Eyes of a toad
Eyes
of a toad
In Brief
In a development that will continue in later chapters, Hades
briefly blurs the line separating the consciousness of the
narrator from the consciousness of a character: "The
whitesmocked priest came after him, tidying his stole with one
hand, balancing with the other a little book against his
toad's belly. Who'll read the book? I, said the rook." The
first sentence is third-person narration, while the second and
third are Bloom's interior monologue, but they share the
verbal fancy of comparing the priest in the mortuary chapel to
an animal. The exchange continues in several subsequent
sentences, concluding with a supremely strange one: "Eyes of a
toad too."
Read More
Why or how does this happen? One answer comes immediately to
mind, though it does not prove entirely adequate to describing
what is going on: the first sentence is practicing free
indirect style, in which third-person narration
approaches the quality of a character's thoughts or words.
This style is employed liberally in the chapel, giving readers
a sense of Bloom's naive responses to the Christian rites even
when his thoughts are not directly represented. Six paragraphs
later, for instance, his ignorance of all the arcane
terminology of the Catholic church is comically conveyed
through deadpan narration: "The priest took a stick with a
knob at the end of it out of the boy's bucket and shook it
over the coffin."
It is plausible to suppose that the sentence in which the
priest balances a book against his belly is cut from the same
cloth, because subsequent sentences show that Bloom is
disposed to think of this man in animal terms. First he
recalls some lines from the Cock Robin nursery rhyme about a
bird who plays a parson: "Who'll read the book? I,
said the rook." And then, after the narrative cooperates
by saying that "the priest began to read out of his book with
a fluent croak," dogs and sheep enter the interior monologue:
"Bully about the muzzle he looks.... Burst sideways like
a sheep in clover Dedalus says he will. With a
belly on him like a poisoned pup. Most amusing
expressions that man finds." It may be, then, that "toad's
belly" and "croak" are the narrative's way of
approximating the thoughts that Bloom is about to think.

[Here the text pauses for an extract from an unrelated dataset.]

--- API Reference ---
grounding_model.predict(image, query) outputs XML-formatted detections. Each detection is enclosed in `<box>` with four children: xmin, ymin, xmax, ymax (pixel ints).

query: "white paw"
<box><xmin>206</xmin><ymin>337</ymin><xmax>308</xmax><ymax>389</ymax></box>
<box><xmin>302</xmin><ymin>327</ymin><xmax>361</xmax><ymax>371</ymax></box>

But this way of reading the passage is frustrated two
paragraphs later when Bloom thinks, "Want to feed well,
sitting in there all the morning in the gloom kicking his
heels waiting for the next please. Eyes of a toad too. What
swells him up that way?" By this point in the novel readers
may be prepared for hearing the narrative anticipate Bloom
thoughts, but they can hardly expect him to respond to
what it told them. The narrative says, The priest has the
belly of a toad. Bloom answers, Eyes too! It is
conceivable that he is responding not to the sentence of
narration but to one of his own thoughts, unrepresented in the
novel, that the narrative sentence points to, but Joyce is
extraordinarily careful about details like that. Instead of
having Bloom think of a toad's belly, he has the narrative do
so. The reader has little choice but to respond with
surprise.
The effect resembles a more blaringly obvious one in Andrew Marvell's Upon Appleton House. The speaker of that poem compares the mowers in a field to Moses' people crossing the Red Sea: they "seem like Israelites to be, / Walking on foot through a green Sea. / To them the Grassy Deeps divide, / And crowd a Lane to either Side" (49). Two stanzas later, one of the women bringing lunch to the mowers snatches up some birds that their scythes have dispatched and exclaims, "he call'd us Israelites; / But now, to make his saying true, / Rails rain for Quails, for Manna Dew" (51). He called us Israelites! Characters are not supposed to respond to what the narrator says. In these two works, they do.
Two chapters later, Joyce has the narrator mockingly repeat a pompous phrase of Stephen's, as if he is sitting in the library office listening. Two chapters after that, the narrative picks up on two women's mockery of an old man and applies it to Bloom, as if it has found inspiration in their dialogue. These are not things that happen in ordinary novels.